You may have heard of artificial intelligence and model training many times. In this post, we explain what types of training exist to solve AI problems.
You may have heard of artificial intelligence and model training many times. In this post, we explain what types of training exist and what subproblems artificial intelligence can be divided into, taking into account these types. Go for it.
Machine learning problems are usually divided into two phases. The first is a training phase, where the algorithm must learn and find patterns, while the second is the testing part, where we give the algorithm data that it has never seen and ask it to make the prediction. Generally, the division is usually 80-20 or 70-30. Around 70 or 80% of the data for training and 20 or 30% of the data for testing.
For example, if we want to predict bank fraud, we will first have to divide our data set into training and testing. In the training phase, we will pass you the training data to learn to recognize patterns of what is fraud and what is not, and then, in the test phase, we will give you the new data to make the predictions.
Typically another subset of data is generated called validation; now, we will talk about it later. But first, we are going to learn more about the most common types of learning.

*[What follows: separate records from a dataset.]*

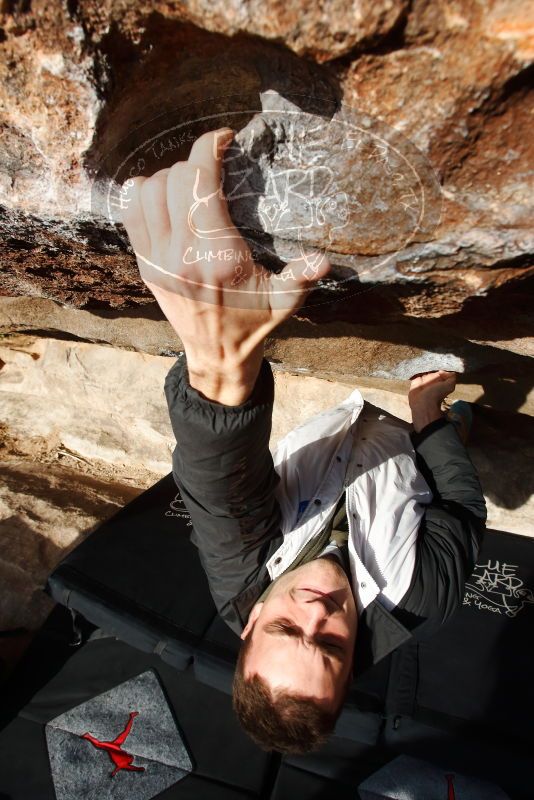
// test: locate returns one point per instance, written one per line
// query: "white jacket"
(358, 447)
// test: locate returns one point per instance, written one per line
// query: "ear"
(252, 617)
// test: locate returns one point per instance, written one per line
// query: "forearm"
(222, 458)
(224, 379)
(446, 465)
(424, 413)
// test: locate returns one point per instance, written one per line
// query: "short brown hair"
(279, 721)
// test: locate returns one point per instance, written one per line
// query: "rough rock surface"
(91, 90)
(85, 86)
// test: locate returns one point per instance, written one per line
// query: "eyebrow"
(284, 627)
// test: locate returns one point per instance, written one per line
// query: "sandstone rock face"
(92, 89)
(396, 135)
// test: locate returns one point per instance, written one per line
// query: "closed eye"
(331, 645)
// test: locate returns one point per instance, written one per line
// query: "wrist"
(424, 414)
(226, 381)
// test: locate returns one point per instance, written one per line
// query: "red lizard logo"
(451, 794)
(120, 758)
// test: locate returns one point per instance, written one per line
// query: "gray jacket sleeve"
(224, 470)
(451, 532)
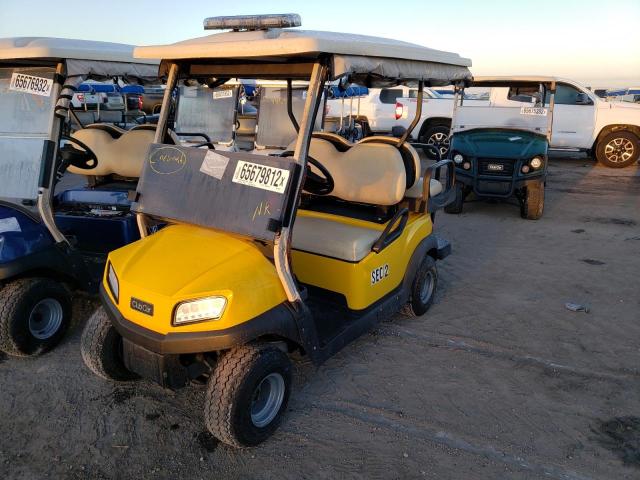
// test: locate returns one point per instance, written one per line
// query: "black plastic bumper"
(496, 186)
(278, 321)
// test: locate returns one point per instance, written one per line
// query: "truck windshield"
(26, 114)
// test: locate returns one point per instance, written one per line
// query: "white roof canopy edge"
(83, 57)
(359, 56)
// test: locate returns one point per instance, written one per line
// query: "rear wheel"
(618, 149)
(101, 348)
(34, 314)
(438, 136)
(423, 289)
(458, 201)
(532, 204)
(247, 394)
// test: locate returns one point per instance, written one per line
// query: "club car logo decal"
(379, 274)
(167, 160)
(30, 84)
(261, 176)
(140, 306)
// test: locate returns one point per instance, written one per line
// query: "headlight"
(112, 280)
(209, 308)
(536, 162)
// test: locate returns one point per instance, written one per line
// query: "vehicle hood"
(185, 262)
(499, 143)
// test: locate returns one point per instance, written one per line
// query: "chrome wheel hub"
(619, 150)
(267, 399)
(440, 141)
(45, 318)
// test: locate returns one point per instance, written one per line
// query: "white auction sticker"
(222, 94)
(214, 164)
(542, 112)
(30, 84)
(261, 176)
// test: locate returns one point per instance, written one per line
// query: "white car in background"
(582, 122)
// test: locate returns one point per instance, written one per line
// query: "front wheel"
(34, 314)
(247, 394)
(618, 149)
(532, 204)
(101, 348)
(423, 289)
(438, 137)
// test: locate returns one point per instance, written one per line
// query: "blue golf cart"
(54, 237)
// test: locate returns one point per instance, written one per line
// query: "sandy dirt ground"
(497, 381)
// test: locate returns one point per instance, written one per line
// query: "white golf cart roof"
(512, 80)
(82, 56)
(364, 58)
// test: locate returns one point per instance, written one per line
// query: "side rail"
(430, 203)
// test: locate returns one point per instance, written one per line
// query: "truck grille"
(487, 166)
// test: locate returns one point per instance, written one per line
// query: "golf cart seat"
(413, 164)
(333, 238)
(338, 141)
(368, 173)
(410, 157)
(122, 156)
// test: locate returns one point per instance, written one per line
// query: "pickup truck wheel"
(532, 204)
(618, 149)
(437, 135)
(458, 202)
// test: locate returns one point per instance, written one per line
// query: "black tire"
(458, 202)
(613, 146)
(231, 389)
(101, 348)
(532, 205)
(423, 289)
(34, 315)
(433, 134)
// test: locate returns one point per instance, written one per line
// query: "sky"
(594, 42)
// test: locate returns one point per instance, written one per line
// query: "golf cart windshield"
(275, 128)
(208, 111)
(26, 113)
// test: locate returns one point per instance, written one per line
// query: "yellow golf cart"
(301, 250)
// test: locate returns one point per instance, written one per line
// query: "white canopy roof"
(63, 48)
(357, 55)
(82, 57)
(516, 79)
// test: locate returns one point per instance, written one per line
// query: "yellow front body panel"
(362, 283)
(185, 262)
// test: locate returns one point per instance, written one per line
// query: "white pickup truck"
(581, 122)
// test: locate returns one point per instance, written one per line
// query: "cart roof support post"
(416, 119)
(282, 242)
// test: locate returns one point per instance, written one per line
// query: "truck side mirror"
(398, 131)
(583, 99)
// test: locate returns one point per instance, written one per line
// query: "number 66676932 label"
(30, 84)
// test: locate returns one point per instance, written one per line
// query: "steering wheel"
(314, 183)
(84, 160)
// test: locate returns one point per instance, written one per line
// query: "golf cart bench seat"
(369, 164)
(333, 238)
(123, 156)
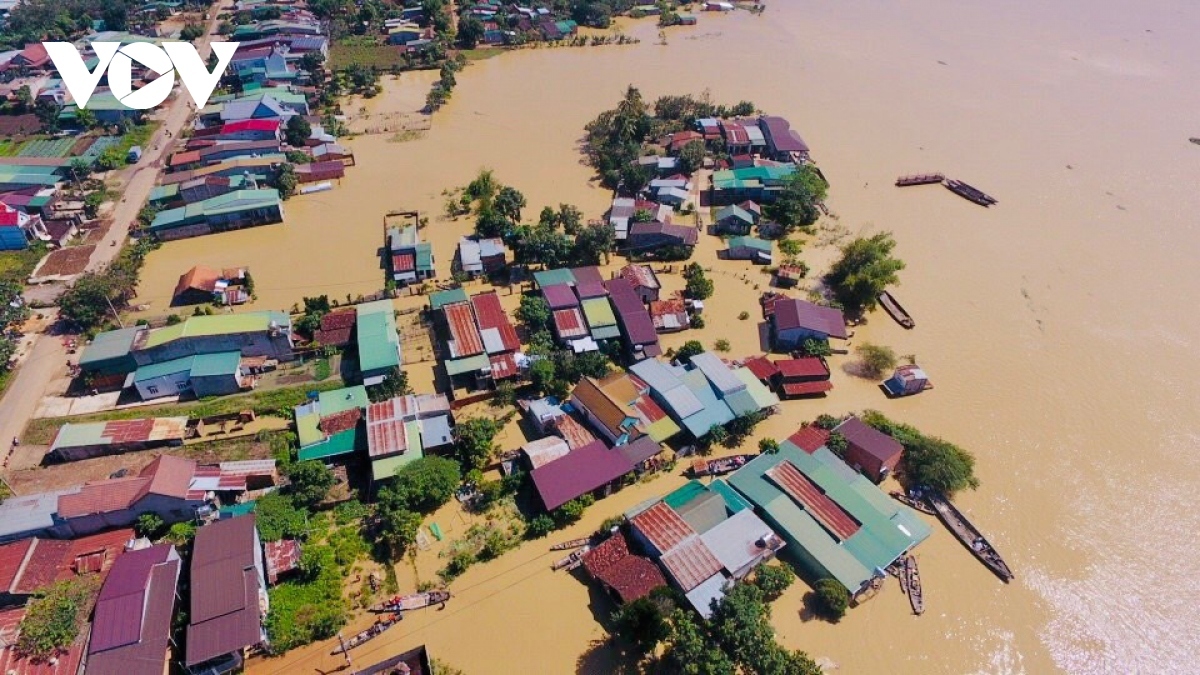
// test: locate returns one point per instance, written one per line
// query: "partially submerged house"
(133, 615)
(78, 441)
(705, 537)
(401, 429)
(229, 601)
(378, 341)
(837, 524)
(869, 451)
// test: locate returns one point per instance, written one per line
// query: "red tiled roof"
(405, 261)
(570, 323)
(631, 577)
(809, 438)
(813, 499)
(503, 366)
(250, 125)
(807, 388)
(807, 366)
(463, 330)
(690, 563)
(490, 314)
(663, 527)
(761, 368)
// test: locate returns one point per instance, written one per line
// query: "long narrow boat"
(571, 561)
(893, 306)
(411, 602)
(919, 179)
(363, 637)
(912, 575)
(970, 193)
(970, 536)
(912, 502)
(719, 466)
(571, 544)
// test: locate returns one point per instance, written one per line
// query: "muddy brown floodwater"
(1057, 326)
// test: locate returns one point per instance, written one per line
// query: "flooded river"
(1057, 326)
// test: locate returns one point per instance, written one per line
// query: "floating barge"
(919, 179)
(970, 193)
(364, 637)
(970, 536)
(912, 581)
(411, 602)
(719, 466)
(893, 306)
(912, 502)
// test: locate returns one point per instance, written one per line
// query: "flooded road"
(1057, 326)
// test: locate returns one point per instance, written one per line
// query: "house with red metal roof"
(131, 629)
(165, 488)
(793, 321)
(229, 601)
(594, 469)
(869, 451)
(31, 565)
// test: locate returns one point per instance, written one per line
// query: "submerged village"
(221, 487)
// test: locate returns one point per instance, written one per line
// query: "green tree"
(642, 623)
(773, 580)
(423, 485)
(864, 270)
(689, 348)
(474, 441)
(594, 243)
(797, 202)
(691, 156)
(311, 482)
(876, 359)
(471, 31)
(832, 598)
(298, 131)
(148, 525)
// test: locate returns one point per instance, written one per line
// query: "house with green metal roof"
(835, 521)
(203, 375)
(329, 424)
(378, 341)
(232, 210)
(750, 249)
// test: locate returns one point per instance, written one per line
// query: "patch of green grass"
(365, 52)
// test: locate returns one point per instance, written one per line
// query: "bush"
(876, 360)
(774, 579)
(832, 598)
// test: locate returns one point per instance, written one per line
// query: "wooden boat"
(915, 503)
(919, 179)
(719, 466)
(571, 561)
(912, 580)
(364, 637)
(571, 544)
(970, 193)
(893, 306)
(970, 536)
(411, 602)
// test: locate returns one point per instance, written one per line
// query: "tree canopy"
(864, 269)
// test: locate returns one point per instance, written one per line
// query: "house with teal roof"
(835, 521)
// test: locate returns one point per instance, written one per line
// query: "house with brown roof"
(625, 574)
(163, 488)
(229, 601)
(869, 451)
(31, 565)
(131, 629)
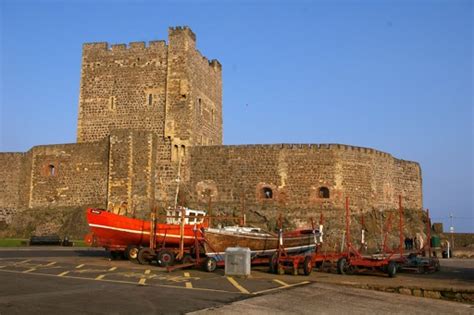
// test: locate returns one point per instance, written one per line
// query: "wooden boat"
(261, 243)
(117, 232)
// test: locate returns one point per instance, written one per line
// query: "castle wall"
(68, 175)
(206, 99)
(132, 170)
(194, 93)
(296, 174)
(122, 87)
(11, 169)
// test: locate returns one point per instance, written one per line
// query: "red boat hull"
(114, 231)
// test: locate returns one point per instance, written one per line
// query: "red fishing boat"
(118, 233)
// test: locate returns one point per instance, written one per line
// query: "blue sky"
(391, 75)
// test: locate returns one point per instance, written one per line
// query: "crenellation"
(97, 46)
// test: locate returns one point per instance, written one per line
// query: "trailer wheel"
(392, 269)
(210, 264)
(307, 266)
(145, 256)
(165, 258)
(131, 253)
(344, 267)
(187, 259)
(273, 263)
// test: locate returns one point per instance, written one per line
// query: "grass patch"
(13, 242)
(19, 242)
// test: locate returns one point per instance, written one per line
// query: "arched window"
(175, 153)
(51, 170)
(267, 193)
(323, 192)
(199, 108)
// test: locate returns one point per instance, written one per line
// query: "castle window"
(175, 154)
(112, 103)
(267, 193)
(51, 170)
(323, 192)
(199, 106)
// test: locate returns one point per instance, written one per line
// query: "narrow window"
(52, 170)
(267, 193)
(112, 103)
(323, 192)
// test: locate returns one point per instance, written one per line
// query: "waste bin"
(435, 241)
(237, 261)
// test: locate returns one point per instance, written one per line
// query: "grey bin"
(237, 261)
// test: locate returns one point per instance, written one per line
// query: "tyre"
(210, 264)
(114, 255)
(145, 256)
(165, 258)
(392, 269)
(187, 259)
(131, 253)
(344, 267)
(273, 263)
(307, 266)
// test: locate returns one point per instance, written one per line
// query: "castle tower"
(167, 89)
(152, 102)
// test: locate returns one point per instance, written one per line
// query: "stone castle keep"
(151, 112)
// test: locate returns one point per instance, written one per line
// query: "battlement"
(302, 146)
(132, 46)
(182, 29)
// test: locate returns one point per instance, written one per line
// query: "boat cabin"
(173, 216)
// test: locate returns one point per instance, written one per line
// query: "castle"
(150, 119)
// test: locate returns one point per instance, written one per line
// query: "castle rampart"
(152, 112)
(296, 173)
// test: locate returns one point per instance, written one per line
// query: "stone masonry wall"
(68, 175)
(122, 88)
(132, 170)
(11, 166)
(296, 173)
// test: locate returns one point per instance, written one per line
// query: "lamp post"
(451, 230)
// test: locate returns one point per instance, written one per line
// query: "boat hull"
(260, 245)
(115, 231)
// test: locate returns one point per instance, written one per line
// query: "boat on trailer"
(261, 243)
(117, 232)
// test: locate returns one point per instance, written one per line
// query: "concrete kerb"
(450, 294)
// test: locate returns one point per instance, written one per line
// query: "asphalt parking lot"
(83, 281)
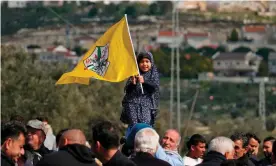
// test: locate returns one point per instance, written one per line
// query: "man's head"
(146, 140)
(241, 143)
(43, 119)
(253, 145)
(196, 146)
(13, 139)
(73, 136)
(59, 135)
(171, 140)
(36, 133)
(16, 117)
(267, 146)
(222, 145)
(105, 137)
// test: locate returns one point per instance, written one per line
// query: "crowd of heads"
(17, 137)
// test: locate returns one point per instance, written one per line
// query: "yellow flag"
(111, 58)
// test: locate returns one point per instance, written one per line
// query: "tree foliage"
(28, 89)
(234, 36)
(264, 52)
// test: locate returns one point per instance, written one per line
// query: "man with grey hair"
(145, 146)
(168, 151)
(220, 150)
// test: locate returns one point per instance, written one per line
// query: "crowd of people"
(34, 144)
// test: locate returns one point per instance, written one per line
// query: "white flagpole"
(134, 53)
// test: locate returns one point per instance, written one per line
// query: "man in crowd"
(253, 147)
(12, 142)
(267, 149)
(220, 150)
(35, 149)
(145, 146)
(241, 148)
(196, 146)
(72, 151)
(169, 148)
(105, 145)
(50, 141)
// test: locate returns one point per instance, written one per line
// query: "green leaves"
(28, 89)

As we said in the introduction, there are several types of learning. Machines need a period of learning about the data to recognize those patterns based on the experience later. In this module, we will look at both supervised learning and unsupervised learning. Within supervised learning, we would have two types of problems: regression and classification, and within unsupervised learning, broadly speaking, we would have one type of problem, which is clustering.
Let’s see them a little more in detail.
The first is supervised learning. This is one of the typical learnings in Machine Learning. Its operation is that, during the training process, we give it both the characteristics and the result or the class that we have to label. That is, the algorithm knows both the characteristics and the result of the classification. But only in the learning process.
As we mentioned, within supervised learning, we find two types of problems: regression and classification.
In the case of classification, the objective is to assign a specific class to each data record characteristic.
For example, in the case of a problem detecting spam in the mail, we would give you a training data set where both the characteristics of the emails and whether it is spam or not would be. Thus, the algorithm should learn what characterizes cases labeled as spam and the characteristics of those labeled as non-spam.
In the case of regression, the objective will be to assign a constant numerical value to each data record.
An example would be the prediction of the house price, where we have a series of characteristics of the accommodation, and we want to predict how much it will cost. That is, here we are not looking for a special class, but a value.
The second is unsupervised learning. In this type of learning, we do not know the group or class we want to assign either in training or the test.
Typically in unsupervised learning, the problems tend to be clustering. That is, what we want is to find patterns in the data that allow us to group those that have common characteristics.
For example, when we want to carry out a marketing campaign, we try to segment and generate different groups of clients with similar characteristics and, based on that segmentation, impact each group with a much more segmented and personalized type of advertising.
Other types of training are somewhat different from these, such as transfer learning, reinforcement learning, or active learning, which we will discuss in more detail in other posts.